Claudio-Rodríguez

Claudio-Rodríguez

Opinión

Claudio, enigmático y claro

25 julio, 1999 02:00

Claudio Rodríguez fue un hombre bueno. Fue, y es, y será, un gran poeta. En la madrugada del día en que escribo estas líneas apresuradas, oí por la radio la noticia de su muerte, no por esperada menos sorprendente y dolorosa, pues siempre confiamos en el milagro. Confieso que, tras la primera penosa sensación, me asaltó otra de signo contrario. En ella intervenía posiblemente una especie de vanidad gremial: la muerte de un poeta (ocurrida una hora antes) tenía el suficiente interés para ser noticia a la que los medios concedieron un espacio. Luego vino la suma de instantes dedicados a evocar la memoria del amigo.

Conocí a Claudio Rodríguez en 1954. Formé parte del jurado que le concedió el Premio Adonais. Fue una decisión fácil y unánime. Un libro sorprendente, más aún si se considera el hecho de que había sido escrito por un joven de dieciocho años. Sorprendente por su perfección expresiva, por su madurez y porque en aquel Don de la ebriedad apuntaba un nuevo rumbo de la poesía española. Era -y sigue siendo- el inicio de una poesía enigmática, de misteriosa claridad. En esa primera mitad de los años cincuenta predominaba, como es sabido, la poesía de signo realista, fundamentalmente la de carácter crítico y social. (Paralelamente, aunque sus acciones tuviesen escasa cotización en la Bolsa Lírica, se desarrollaba, en torno al grupo cordobés “Cántico”, una poesía esteticista, suntuosa, orquestal, imaginativa).

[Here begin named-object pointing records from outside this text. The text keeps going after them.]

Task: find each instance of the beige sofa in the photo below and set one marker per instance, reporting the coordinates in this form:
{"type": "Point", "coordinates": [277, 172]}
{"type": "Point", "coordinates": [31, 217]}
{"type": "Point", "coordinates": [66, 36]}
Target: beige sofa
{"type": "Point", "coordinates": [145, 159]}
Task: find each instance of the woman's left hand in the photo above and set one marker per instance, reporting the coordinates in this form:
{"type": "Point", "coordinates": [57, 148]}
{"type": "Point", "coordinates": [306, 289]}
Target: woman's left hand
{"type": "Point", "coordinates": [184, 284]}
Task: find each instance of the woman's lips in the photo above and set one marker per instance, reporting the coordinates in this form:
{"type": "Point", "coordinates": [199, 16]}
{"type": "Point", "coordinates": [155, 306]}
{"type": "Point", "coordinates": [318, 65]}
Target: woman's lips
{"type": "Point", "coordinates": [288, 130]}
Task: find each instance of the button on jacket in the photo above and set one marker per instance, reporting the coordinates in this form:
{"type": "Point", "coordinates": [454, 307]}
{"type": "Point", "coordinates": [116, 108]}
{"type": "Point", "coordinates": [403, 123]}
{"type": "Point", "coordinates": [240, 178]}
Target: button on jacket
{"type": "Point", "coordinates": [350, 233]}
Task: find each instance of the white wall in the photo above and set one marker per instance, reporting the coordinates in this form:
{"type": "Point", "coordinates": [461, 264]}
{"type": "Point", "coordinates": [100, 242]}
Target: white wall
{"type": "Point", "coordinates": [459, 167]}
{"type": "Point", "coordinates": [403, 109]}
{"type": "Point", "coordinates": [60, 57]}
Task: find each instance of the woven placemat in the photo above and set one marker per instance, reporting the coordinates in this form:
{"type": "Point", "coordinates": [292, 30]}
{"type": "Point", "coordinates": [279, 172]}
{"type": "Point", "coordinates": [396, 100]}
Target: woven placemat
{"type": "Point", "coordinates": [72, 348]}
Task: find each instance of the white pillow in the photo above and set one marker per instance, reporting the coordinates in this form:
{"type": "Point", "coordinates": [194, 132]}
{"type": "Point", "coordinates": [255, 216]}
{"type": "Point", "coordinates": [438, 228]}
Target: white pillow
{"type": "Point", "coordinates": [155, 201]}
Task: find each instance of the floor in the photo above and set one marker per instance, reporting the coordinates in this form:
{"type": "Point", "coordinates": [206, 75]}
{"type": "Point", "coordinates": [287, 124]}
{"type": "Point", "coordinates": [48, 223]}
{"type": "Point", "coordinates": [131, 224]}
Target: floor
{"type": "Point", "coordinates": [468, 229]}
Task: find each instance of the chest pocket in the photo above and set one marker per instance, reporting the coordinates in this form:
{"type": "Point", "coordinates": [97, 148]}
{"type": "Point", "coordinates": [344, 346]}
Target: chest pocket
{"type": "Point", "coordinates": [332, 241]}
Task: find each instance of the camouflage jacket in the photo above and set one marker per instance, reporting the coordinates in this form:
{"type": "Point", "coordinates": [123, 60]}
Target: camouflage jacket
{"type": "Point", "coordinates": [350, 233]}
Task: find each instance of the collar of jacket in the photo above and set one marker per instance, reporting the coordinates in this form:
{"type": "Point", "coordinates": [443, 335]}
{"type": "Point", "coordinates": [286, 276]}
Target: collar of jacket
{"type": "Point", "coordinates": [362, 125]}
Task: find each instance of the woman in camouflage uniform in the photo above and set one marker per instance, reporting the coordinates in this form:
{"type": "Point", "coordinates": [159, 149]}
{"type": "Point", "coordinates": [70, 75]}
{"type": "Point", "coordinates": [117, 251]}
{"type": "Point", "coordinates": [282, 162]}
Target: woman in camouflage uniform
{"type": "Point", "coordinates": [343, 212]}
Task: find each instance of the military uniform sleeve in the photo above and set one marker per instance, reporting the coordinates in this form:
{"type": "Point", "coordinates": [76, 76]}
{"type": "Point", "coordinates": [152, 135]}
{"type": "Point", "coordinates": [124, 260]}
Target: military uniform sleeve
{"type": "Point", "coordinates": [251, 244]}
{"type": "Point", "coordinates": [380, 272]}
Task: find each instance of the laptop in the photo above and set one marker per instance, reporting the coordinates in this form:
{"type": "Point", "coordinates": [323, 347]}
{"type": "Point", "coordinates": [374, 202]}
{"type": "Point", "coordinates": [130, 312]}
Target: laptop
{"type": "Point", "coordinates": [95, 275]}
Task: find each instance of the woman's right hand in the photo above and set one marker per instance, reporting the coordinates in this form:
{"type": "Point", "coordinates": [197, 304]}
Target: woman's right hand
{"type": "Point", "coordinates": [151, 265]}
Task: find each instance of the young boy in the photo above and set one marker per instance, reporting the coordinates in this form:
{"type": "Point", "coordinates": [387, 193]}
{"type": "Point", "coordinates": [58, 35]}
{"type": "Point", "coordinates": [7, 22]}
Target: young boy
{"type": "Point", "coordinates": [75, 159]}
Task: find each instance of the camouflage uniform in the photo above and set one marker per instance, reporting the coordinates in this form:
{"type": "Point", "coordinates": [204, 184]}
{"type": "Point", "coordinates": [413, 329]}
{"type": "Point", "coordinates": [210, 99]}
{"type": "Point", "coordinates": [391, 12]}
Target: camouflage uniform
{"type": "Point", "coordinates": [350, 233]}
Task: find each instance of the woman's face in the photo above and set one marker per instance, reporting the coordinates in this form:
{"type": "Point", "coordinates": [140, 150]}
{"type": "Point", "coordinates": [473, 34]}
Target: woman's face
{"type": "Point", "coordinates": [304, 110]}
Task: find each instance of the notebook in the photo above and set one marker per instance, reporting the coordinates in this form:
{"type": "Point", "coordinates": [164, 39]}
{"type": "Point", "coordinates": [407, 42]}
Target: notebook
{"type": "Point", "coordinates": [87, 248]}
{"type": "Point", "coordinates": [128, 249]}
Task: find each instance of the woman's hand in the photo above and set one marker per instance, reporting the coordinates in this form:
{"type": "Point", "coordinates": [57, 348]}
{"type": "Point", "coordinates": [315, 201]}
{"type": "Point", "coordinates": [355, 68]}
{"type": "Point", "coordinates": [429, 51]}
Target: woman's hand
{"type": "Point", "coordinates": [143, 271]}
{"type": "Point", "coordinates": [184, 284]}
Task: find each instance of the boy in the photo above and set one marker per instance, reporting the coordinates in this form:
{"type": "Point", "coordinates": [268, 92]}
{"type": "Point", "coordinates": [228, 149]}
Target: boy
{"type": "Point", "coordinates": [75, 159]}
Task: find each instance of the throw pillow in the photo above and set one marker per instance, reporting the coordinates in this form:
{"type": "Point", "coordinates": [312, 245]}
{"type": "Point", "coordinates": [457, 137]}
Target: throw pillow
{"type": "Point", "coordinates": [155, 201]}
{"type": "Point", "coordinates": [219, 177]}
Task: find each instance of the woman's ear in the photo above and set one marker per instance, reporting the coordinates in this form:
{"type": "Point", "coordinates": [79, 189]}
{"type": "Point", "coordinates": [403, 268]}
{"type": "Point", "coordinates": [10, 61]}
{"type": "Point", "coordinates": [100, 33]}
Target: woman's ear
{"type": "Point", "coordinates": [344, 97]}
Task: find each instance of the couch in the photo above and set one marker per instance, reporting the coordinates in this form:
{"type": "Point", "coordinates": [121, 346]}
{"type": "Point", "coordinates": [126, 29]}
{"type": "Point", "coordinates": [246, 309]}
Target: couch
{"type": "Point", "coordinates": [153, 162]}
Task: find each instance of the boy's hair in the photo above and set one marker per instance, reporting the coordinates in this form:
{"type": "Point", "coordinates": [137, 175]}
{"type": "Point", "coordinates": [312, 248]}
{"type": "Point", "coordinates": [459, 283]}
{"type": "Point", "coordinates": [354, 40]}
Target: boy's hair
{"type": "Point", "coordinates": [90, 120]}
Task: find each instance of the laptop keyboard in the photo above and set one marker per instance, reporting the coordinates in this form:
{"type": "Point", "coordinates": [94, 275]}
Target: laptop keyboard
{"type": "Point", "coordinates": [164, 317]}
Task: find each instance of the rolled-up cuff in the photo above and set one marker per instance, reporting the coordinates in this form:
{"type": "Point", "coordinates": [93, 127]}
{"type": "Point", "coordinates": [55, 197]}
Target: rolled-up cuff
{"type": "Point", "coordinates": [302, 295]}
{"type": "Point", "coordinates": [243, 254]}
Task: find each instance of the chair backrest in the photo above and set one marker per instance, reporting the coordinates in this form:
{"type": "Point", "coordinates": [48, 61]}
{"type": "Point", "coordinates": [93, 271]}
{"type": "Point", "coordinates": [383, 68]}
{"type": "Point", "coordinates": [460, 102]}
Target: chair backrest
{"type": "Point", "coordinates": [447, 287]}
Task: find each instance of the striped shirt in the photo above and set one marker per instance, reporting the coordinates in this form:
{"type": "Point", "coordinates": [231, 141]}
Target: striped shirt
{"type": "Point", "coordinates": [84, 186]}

La poesía de Claudio no rompe con la de sus hermanos mayores, los llamados “de la primera posguerra” (como si hubiese habido más de una guerra civil en España en el siglo XX). él introduce sosiego en una materia lírica invadida por la crispación de los vencidos o por el conformismo de los vencedores (y entiéndase lo de vencedores y vencidos como metáfora que alude a quienes militaron en bandos opuestos).

No deja de ser curioso que, desde que sus primeros versos ven la luz, la crítica, y sobre todo los poetas, admitiesen la novedad de esta poesía. Era machadiana por su sobriedad, por su sosiego, por su contención léxica. Su caldo de cultivo era popular, pero sin neopopularismo. Escribía como un mozo de pueblo, sabio y hondo. Lo que describía no era un espacio de castellanos de ballet, sino el de unos seres con los que tomarse un vaso de vino, el de unas mozas a las que saca a bailar y, desde dentro, pudorosamente, describía el dolor por la muerte de una hermana.

La poesía de Claudio es intrigante y misteriosa. Proyecta la claridad celeste sobre las cosas. Describe “con apariencia” (etiqueta engañosa) de verismo lo que sus ojos ven. Pero su poesía produce el milagro de transformar la realidad sin que nos sea dado localizar los engranajes del mecanismo que convierten esa camisa puesta a secar al sol en mitad del alma. Nos engaña porque nos dice -¿qué?- cosas, significados, palpitaciones que están bajo las apariencias. Es tan claro y tan enigmático como Velázquez, el pintor del aire y la realidad.

Como he dicho, ví a Claudio, por primera vez, en Zamora. Lo ví por última vez hace aproximadamente un mes en Puebla de Montalbán. Tres poetas interveníamos en un acto en recuerdo de Rojas y su Celestina: Joaquín Benito de Lucas (cojeando por una lesión en la pierna), Claudio (de un espantoso color amarillo y verdoso en su rostro) y yo (con dificultades para respirar). Era un cortejo de inválidos, y nos reímos de nosotros mismos. Acabado el acto -el último en que Claudio intervino- fuimos a cenar. Es en el restaurante donde Claudio tomaba una copa en el mostrador, condición sine qua non para sentarse a la mesa, donde Clara, la esposa de Claudio, se abrazó a mí y me dijo: le quedan dos meses de vida. Lloramos un poco juntos, supongo que sorprendiendo a las gentes que estaban en la barra. Luego, nos sentamos a la mesa y charlamos y nos reímos mucho.

Esa mañana, en el Tanatorio, última escala hacia su Zamora, ya no tuve valor para verlo.